Oh, what are we celebrating? What about two years of home ownership? What about three years of Webslum? What about two and a half years of marriage? What about four and a half billion years of geology? Forty years of the Beetles? Thirty years of Dungeons and Dragons? Twenty years of the Macintosh? Ten years since Nine Inch Nails' Downward Spiral tour? What about Jane the Dog? What about Betty the Beetle? What about the impending death of my hard drive? What about my 26th birthday, which is coincidentally celebrated on May 22nd as well? I've lived as many years as there are red cards in a poker deck (black ones, too). Does that get your bull running, Holmes?

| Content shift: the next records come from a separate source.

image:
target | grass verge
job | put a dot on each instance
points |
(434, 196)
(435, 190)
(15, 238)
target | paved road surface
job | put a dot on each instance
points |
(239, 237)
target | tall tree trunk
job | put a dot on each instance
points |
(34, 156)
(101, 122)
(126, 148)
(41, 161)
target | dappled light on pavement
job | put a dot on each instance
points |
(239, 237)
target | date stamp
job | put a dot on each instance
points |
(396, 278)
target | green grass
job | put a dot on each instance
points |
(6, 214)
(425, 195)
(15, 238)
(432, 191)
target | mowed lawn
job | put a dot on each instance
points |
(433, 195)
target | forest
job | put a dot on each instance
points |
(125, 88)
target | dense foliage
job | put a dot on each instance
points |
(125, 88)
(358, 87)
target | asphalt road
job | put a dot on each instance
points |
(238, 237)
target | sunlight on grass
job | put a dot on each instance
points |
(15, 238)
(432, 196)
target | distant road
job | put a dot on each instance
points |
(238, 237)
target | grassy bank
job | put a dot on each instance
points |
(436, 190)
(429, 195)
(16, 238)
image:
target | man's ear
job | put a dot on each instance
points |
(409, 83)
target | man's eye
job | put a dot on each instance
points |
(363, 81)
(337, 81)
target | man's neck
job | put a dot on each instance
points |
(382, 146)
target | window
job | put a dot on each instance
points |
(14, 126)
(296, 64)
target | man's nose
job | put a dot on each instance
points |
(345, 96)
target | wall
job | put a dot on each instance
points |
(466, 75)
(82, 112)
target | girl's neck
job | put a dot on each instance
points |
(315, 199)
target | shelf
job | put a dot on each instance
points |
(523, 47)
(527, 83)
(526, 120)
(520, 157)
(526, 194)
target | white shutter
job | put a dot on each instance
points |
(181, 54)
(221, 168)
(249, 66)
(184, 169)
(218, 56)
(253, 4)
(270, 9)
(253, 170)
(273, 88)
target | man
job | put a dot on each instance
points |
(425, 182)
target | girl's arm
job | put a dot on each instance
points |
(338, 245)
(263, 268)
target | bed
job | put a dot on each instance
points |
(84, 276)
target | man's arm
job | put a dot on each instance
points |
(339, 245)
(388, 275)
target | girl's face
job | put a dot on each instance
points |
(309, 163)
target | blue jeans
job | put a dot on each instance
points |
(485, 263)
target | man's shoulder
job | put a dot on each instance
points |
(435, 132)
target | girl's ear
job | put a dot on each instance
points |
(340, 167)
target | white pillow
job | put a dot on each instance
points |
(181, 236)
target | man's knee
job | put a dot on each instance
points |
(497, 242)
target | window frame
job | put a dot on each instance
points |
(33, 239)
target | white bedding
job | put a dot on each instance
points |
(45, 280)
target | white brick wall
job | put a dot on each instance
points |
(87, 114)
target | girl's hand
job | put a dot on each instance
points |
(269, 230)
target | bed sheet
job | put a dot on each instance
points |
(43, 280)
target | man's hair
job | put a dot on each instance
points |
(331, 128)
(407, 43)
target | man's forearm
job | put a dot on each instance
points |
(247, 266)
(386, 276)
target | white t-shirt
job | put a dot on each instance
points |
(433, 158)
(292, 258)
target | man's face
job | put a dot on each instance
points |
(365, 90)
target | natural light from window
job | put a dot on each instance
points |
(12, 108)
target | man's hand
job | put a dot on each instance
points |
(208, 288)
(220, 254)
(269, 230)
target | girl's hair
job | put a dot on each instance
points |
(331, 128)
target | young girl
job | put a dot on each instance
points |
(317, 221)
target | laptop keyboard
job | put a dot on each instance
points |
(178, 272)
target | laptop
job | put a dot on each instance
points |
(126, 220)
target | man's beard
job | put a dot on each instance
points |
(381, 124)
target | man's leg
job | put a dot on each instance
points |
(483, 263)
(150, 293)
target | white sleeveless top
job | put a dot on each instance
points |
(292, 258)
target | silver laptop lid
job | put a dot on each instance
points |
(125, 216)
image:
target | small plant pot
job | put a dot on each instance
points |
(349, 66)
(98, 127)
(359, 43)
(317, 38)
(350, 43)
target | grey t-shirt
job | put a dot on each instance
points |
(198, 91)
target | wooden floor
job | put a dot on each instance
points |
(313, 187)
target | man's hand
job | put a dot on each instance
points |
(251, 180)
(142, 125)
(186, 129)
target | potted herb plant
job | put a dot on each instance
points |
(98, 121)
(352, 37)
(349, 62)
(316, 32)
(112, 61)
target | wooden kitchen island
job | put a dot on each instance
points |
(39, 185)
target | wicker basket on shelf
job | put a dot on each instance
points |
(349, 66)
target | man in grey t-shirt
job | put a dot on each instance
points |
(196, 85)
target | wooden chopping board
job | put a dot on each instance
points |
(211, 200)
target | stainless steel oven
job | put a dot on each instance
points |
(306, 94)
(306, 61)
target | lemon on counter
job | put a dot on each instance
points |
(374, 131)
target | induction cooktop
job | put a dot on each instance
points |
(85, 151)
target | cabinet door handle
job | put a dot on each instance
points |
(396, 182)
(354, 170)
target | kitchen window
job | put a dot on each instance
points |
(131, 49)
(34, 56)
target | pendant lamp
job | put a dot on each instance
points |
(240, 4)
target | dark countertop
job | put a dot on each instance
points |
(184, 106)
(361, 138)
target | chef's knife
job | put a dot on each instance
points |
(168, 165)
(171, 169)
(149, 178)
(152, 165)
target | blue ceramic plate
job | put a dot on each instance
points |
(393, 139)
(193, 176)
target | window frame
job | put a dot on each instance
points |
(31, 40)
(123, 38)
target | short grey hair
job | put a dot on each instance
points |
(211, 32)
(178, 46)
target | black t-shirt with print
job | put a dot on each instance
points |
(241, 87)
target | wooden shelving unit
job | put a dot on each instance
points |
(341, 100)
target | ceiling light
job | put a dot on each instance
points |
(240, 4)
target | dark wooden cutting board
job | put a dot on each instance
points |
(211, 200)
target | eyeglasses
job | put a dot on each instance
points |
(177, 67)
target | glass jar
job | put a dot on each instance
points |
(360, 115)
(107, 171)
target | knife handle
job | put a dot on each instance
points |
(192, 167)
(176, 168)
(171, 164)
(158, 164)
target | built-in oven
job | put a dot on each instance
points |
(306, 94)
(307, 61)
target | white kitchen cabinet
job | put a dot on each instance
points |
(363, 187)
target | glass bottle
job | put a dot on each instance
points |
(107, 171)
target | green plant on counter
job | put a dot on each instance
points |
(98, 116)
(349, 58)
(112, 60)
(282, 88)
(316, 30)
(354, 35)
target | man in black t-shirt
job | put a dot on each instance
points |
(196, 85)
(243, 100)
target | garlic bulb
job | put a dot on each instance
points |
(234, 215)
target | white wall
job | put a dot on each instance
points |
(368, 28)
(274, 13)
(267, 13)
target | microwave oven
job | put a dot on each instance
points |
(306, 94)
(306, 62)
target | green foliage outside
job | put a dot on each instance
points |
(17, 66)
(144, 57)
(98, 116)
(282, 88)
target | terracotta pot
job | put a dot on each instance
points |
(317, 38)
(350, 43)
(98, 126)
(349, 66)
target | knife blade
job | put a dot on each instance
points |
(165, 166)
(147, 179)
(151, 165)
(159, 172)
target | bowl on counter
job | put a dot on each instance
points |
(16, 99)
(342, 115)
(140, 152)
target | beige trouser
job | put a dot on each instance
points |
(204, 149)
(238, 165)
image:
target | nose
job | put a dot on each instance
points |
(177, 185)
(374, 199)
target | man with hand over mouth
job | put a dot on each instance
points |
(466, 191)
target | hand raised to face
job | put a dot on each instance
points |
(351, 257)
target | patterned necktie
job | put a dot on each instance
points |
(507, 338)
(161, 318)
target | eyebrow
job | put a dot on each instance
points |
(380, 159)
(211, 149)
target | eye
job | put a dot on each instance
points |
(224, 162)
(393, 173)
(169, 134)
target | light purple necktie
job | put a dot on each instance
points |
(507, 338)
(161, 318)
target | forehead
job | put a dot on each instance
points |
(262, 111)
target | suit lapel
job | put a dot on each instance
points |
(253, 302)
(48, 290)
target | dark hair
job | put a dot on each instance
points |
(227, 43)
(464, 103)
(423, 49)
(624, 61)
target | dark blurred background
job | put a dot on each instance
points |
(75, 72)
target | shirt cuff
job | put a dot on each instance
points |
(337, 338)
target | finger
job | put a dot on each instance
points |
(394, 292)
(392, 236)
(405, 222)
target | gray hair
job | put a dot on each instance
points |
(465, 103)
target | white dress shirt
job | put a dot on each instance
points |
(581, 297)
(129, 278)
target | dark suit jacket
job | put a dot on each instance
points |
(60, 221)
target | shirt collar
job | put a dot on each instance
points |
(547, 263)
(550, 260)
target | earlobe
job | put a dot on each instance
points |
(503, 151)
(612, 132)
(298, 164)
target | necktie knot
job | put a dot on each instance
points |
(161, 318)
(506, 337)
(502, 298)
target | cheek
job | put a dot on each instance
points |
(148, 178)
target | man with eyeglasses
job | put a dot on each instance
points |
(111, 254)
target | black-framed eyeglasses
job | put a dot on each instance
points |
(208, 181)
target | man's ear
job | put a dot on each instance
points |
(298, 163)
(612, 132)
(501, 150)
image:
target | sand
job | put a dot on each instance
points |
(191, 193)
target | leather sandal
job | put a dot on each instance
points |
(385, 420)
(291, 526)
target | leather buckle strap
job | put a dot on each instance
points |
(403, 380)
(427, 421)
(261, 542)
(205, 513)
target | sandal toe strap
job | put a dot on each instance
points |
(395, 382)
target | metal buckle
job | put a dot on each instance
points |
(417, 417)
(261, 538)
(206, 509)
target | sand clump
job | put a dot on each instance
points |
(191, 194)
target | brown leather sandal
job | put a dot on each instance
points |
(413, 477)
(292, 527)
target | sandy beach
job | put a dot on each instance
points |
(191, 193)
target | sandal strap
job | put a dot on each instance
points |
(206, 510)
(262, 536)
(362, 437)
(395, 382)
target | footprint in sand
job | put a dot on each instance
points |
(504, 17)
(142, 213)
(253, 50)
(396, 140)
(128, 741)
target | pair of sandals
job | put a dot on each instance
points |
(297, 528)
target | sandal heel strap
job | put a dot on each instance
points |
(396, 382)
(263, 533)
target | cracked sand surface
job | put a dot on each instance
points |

Well, if not, let's drink one down for John Fucking Kerry, who's got his work cut out for him, and who consequently is calling for democrats across the country to hold fundraiser house parties in his honor. Now, I'm not going to do that. I think it's kind of lame to force your politics on others in a country where people are allowed to believe whatever damn lie they want. But this will be a sympathy party. We'll spread around them liberal politics in honor of the esteemed senator of the fine state of Tax-achusetts. And we'll pour one out for our fine dead homey, the Mad Doctor Dean.

I'll have fresh beer. A brown ale using locally grown hops and honey, with water from the Rensselaer spring. And I'll have two grills going, spinning all manners of seasoned, sweetened, blackened treats of the earth and below. It is going to KICK your ASS.

D&D Characters (level 9)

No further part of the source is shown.